A puntare il dito contro Milana è stato lo stesso Leto, che – dopo un tentativo di fuga verso la Calabria – ha condotto gli investigatori nel luogo dove giaceva il cadavere. Le sue dichiarazioni, però, sono ritenute parziali e contraddittorie. Milana, dal canto suo, nega tutto ma ha fornito versioni confuse e smentite da testimonianze e prove oggettive, come le bruciature sugli abiti e la sua fuga dall’ospedale dopo un incidente stradale a bordo dell’auto della vittima.

Nel corso delle indagini, la polizia ha documentato una rocambolesca fuga di Leto verso Lamezia Terme, avvenuta poche ore dopo essere stato convocato in commissariato. Milana, invece, è risultato irreperibile dopo essere stato coinvolto in un incidente con la Lancia Musa di Arculeo, schiantatasi ad Alcamo.

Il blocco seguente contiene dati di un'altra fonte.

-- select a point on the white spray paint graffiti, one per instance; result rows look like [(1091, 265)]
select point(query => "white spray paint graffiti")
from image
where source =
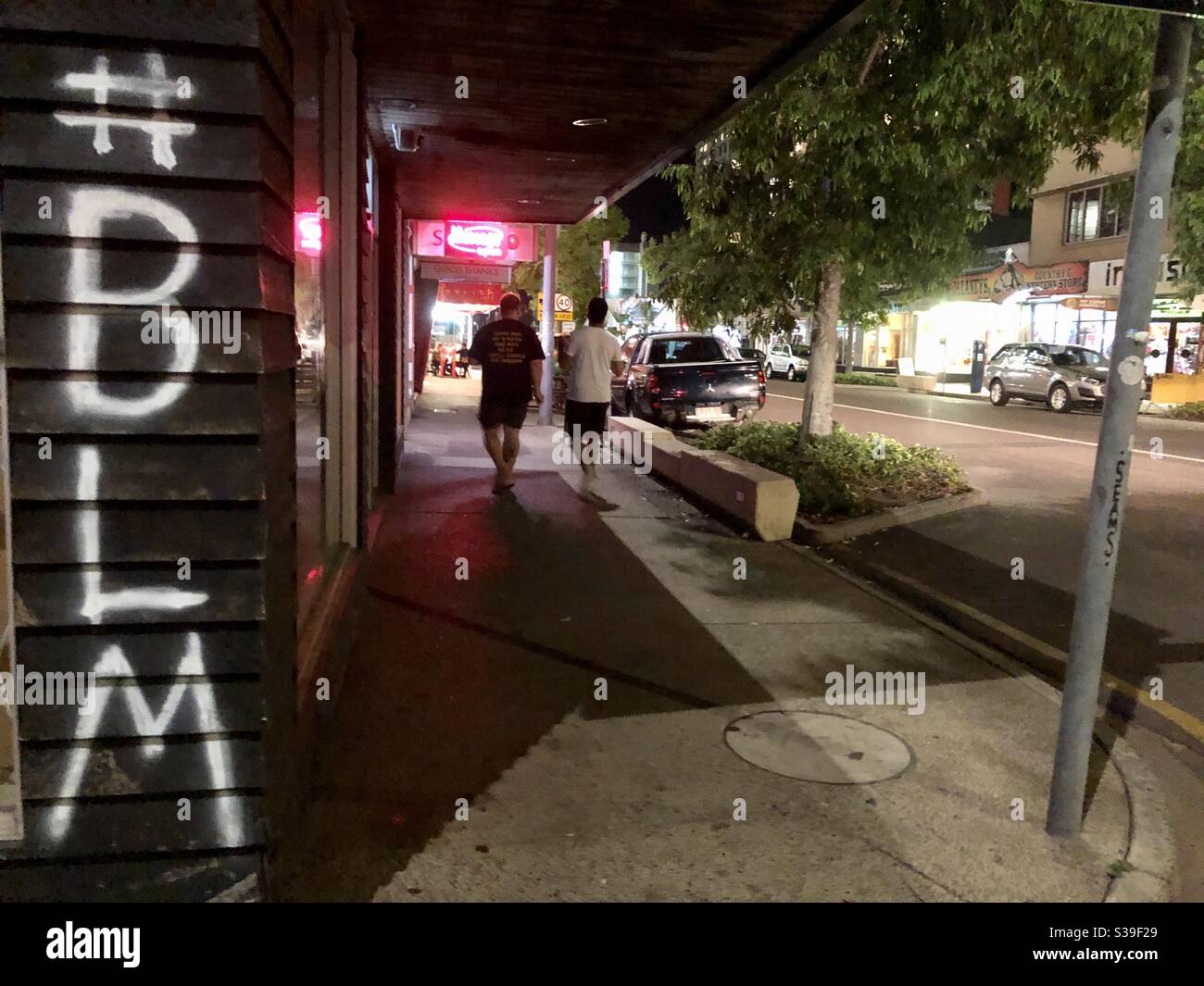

A inchiodare i due anche intercettazioni ambientali: nella sala d’attesa della polizia, i due si sarebbero scambiati accuse e allusioni che, secondo gli inquirenti, confermano il loro coinvolgimento. “Per loro sei complice”, avrebbe detto Leto a Milana, lasciando intendere che entrambi fossero presenti sul luogo del delitto.

L’ordinanza parla di “gravissimi indizi di colpevolezza” e di un “quadro indiziario granitico”, aggravato dalla “spregiudicatezza” dimostrata nella gestione del cadavere, mutilato e carbonizzato. Secondo il giudice, vi è un concreto pericolo di fuga e la possibilità di reiterazione del reato, anche alla luce dei precedenti penali e della personalità dei due indagati.

Il Tribunale di Palermo ha dichiarato la propria incompetenza territoriale, trasmettendo gli atti a Trapani, dove proseguirà l’inchiesta. Intanto, Leto e Milana resteranno in carcere in attesa di ulteriori sviluppi.